Warning: Cannot compute a cov matrix – the computed Hessian is not positive definite. "

Can you please help me to find out what is the problem. I have attached my input parameters as well. I have 32 parameters in my model with 13000 FEM experiments.
Parameters.zip (3.0 MB)
Also one more question: Some of my input parameters have exactly the same mean and standard deviation. Can I define them as separate input parameters and generate random values for each of them for creating PCE (like what I have done right now in the uploaded file)? Are these input parameters “dependent” because they have the same mean and standard deviation? If yes, what should I do in that regard?

I have lots of experimental points and still, I get a high LOO error for my PCE (I have tried different options of uqlab PCE creation). I am trying to find out the problem and I thought maybe the problem is related to my inputs. This is why I am asking the questions above. Any help is greatly appreciated.

Hi @Aep93,

The warnings just tell you that some of the distributions could not be fit (Gamma, logistic). They don’t fit well enough to the data to infer parameters. It’s nothing to worry about as long as there is no error.

I used your input data to infer the distributions like so:

iOpts.Inference.Data = X; 
myInput = uq_createInput(iOpts);

It worked, and returned an input object with all Gaussian marginals and an independence copula. This fits to what we see when plotting your data with e.g. plotmatrix.

Where do the 13000 input points come from, did you create them yourself or did someone give them to you? This can also help you figure out what distribution they should have.

Yes, or simply use the inferred input object.

No. Dependence has nothing to do with the parameters of the distributions, but with whether or not the realizations of two random variables are related. Mathematically, two random variables X, Y are independent if \mathbb{P}(X | Y) = \mathbb{P}(X), i.e., if knowing one of the variables does not give you any information about the value of the other one.

What is the LOO error that you currently achieve? Which input did you use for your PCE?

Sometimes the model is just not suited for PCE metamodelling. What is the quantity of interest that you are trying to approximate? E.g., QoIs like maximum displacement are often not well approximated by PCE.

2 Likes

Hello @nluethen. Thank you very much for your explanations and for working on my input file. I greatly appreciate your help. I created these input variables myself and I use them for FEM simulations. My output is the displacement at different frequencies.

I understood one thing:
All of my input parameters have a coefficient of variation of 10%. However:
For some frequencies, the coefficient of variation of the output displacement is small (about 10%) and for them, most of the times my PCE has LOO error of less that 1% which is acceptable for finding Sobol indices I think.

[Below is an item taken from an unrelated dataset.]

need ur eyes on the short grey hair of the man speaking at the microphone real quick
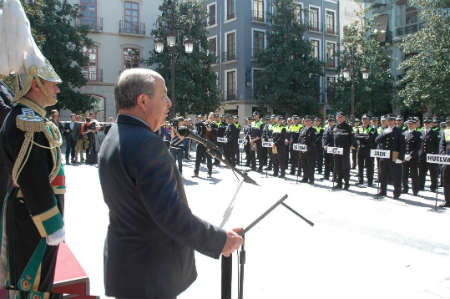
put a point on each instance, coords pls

However, for some frequencies, the coefficient of variation of the output displacement is larger (20% for example) and for them, my PCE has errors up to about 15%.

Is my understanding correct? I mean is the accuracy of PCE affected by the coefficient of variation of the output?
If yes, do you have any suggestions so that I can get better PCE accuracy for the frequencies with high coefficient of variation?

Thanks in advance

Hi @Aep93,

First a remark on your previous question: since you created the input variables yourself, you should known their distribution exactly. In your first question, you said

Why did you want to use inference, if you know the distribution from which you sampled the input?


Now regarding your second question: No, the coefficient of variation is not directly related to the accuracy of PCE. E.g. a univariate linear model f(x) = x with input X\sim \mathcal{N}(0.1,100) has a huge coefficient of variation, but is very easy to approximate by PCE.

Of course, it is possible that for some frequencies, your model both has a higher CoV and becomes more nonlinear, i.e., more difficult to approximate by PCE. What kind of displacement do you measure, is it the pointwise, mean, or maximum displacement? What kind of structure are you working with? What settings do you use to compute the PCE?